Rewritten Medical History: Scientists perform the first in-human gene editing therapy, saving a newborn.

Philadelphia team performs first in vivo gene editing to save a boy with Hunter’s disease, setting a global record for “in vivo gene editing” to save a life. This article is adapted and compiled from a Popular Mechanics piece.

The ability to successfully copy 3 billion completely different letters of the human genome is an absolute biological miracle, but sometimes, errors are still unavoidable. According to data from the Centers for Disease Control and Prevention (CDC), genetic diseases or other birth defects caused by genetic mutations during conception or embryonic development are quite common, affecting 1 in every 33 babies in the United States.

Throughout human history, individuals born with such conditions have typically had to live with them for life, and depending on the severity of the defect, these lives can be extremely short.

But in 2025, human history was forever changed.

In a groundbreaking study published in the New England Journal of Medicine (NEJM), scientists, doctors, and experts from top U.S. institutions including Philadelphia Children’s Hospital, University of California, Berkeley, and University of Pennsylvania School of Medicine, detailed how they successfully saved the life of a newborn named KJ.

To accomplish this incredible medical feat, the doctors used the world’s first customized “in vivo” (inside the living body, not in a petri dish) CRISPR gene therapy. This technology, supported by decades of federally funded medical research, aims to alleviate the suffering of millions affected by genetic diseases each year.

“Advances in gene editing over the years, along with close collaboration between researchers and clinicians, made this moment possible,” said Rebecca Ahrens-Nicklas, co-author of the study and from Philadelphia Children’s Hospital, in a press release. “Although KJ is just a single case, we hope he is the first of many beneficiaries. This approach can be expanded to meet the specific needs of individual patients.”
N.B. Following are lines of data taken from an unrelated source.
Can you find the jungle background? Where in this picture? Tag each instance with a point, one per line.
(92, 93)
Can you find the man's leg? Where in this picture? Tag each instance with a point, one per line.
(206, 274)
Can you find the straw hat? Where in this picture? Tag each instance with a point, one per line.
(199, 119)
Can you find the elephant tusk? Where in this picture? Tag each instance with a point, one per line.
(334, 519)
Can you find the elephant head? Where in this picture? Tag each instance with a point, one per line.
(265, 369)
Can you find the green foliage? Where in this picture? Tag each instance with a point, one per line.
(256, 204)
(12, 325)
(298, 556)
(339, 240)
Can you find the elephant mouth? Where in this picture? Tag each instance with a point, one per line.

Like a medical drama, a real rescue

This astonishing medical intervention was like a scene from a TV medical drama, but the stakes were extremely real and severe. One week after birth, doctors noticed something was off with KJ. After ruling out several possibilities, they uncovered a cruel answer: a rare genetic disease called severe carbamoyl-phosphate synthetase 1 (CPS1) deficiency, affecting only 1 in 1.3 million infants.

This disease impairs the body’s ability to eliminate “ammonia” (a byproduct of protein metabolism). It can lead to fatal consequences, affecting brain development and causing severe liver damage. The usual treatment for such conditions is a liver transplant, but for a very young KJ who was not suitable for surgery, this was not an option.
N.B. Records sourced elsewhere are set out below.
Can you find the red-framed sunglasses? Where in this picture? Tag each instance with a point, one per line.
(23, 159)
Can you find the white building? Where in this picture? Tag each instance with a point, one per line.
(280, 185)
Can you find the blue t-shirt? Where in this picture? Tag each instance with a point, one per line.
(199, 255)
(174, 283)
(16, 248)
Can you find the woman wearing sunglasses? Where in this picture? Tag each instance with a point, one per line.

Therefore, after diagnosis, Ahrens-Nicklas contacted Kiran Musunuru, a gene editing expert at the University of Pennsylvania. “My internal clock started ticking,” Musunuru later told The New York Times. Ahrens-Nicklas and Musunuru worked with a team of experts nationwide for six months to develop a precise targeted gene therapy specific to KJ’s CPS1 mutation.
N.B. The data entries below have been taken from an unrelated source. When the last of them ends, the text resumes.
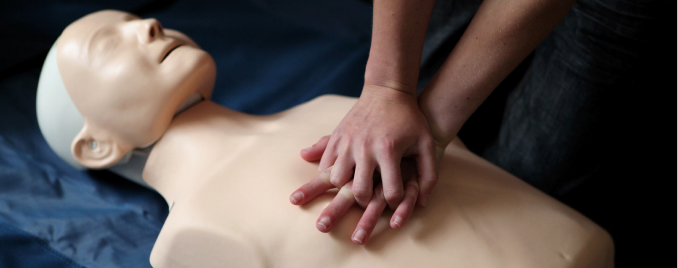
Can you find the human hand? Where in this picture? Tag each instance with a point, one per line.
(384, 126)
(344, 200)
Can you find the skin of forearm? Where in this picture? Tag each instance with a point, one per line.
(500, 36)
(399, 28)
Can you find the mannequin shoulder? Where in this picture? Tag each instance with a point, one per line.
(334, 103)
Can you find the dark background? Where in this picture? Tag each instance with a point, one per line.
(272, 55)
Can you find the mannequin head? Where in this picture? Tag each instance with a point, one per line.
(127, 77)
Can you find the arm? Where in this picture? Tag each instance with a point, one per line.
(386, 123)
(500, 36)
(397, 42)
(383, 126)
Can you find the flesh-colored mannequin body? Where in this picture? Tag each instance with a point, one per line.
(227, 175)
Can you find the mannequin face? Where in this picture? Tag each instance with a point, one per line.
(127, 77)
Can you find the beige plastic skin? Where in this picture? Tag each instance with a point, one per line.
(228, 177)
(114, 68)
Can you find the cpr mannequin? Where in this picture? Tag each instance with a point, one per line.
(227, 176)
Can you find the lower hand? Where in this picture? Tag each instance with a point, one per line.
(383, 126)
Meanwhile, KJ was under medical supervision in the hospital and maintained his life through a completely protein-free diet. When the CRISPR treatment was ready, KJ’s weight percentile had dropped to the 7th percentile for his age.

From “fear” to “homecoming”

On February 25, 2025, the team began the treatment. Ahrens-Nicklas and Musunuru described the process as both exciting and terrifying.

“One of the most frightening moments for me was walking into the room and saying, ‘I don’t know if this will succeed, but I promise I will do everything I can to ensure its safety,’” recalled Ahrens-Nicklas.

The first infusion took two hours. Less than two weeks later, KJ started to intake proteins like a healthy baby. A second dose was administered 22 days later, and about two weeks prior, KJ received a third treatment.

While it is still unclear whether he will need a liver transplant in the future, doctors can now confidently say that thanks to the world’s first “tailored” in vivo gene therapy, a life has been saved. This is a huge proof of decades of research and experimentation. KJ is now back home with his family.

“We hope every patient has the potential to achieve the same results as this first patient,” Musunuru said in the press release. “The promises of gene therapy we’ve heard for decades are coming true, and this will fundamentally change how we approach medicine.”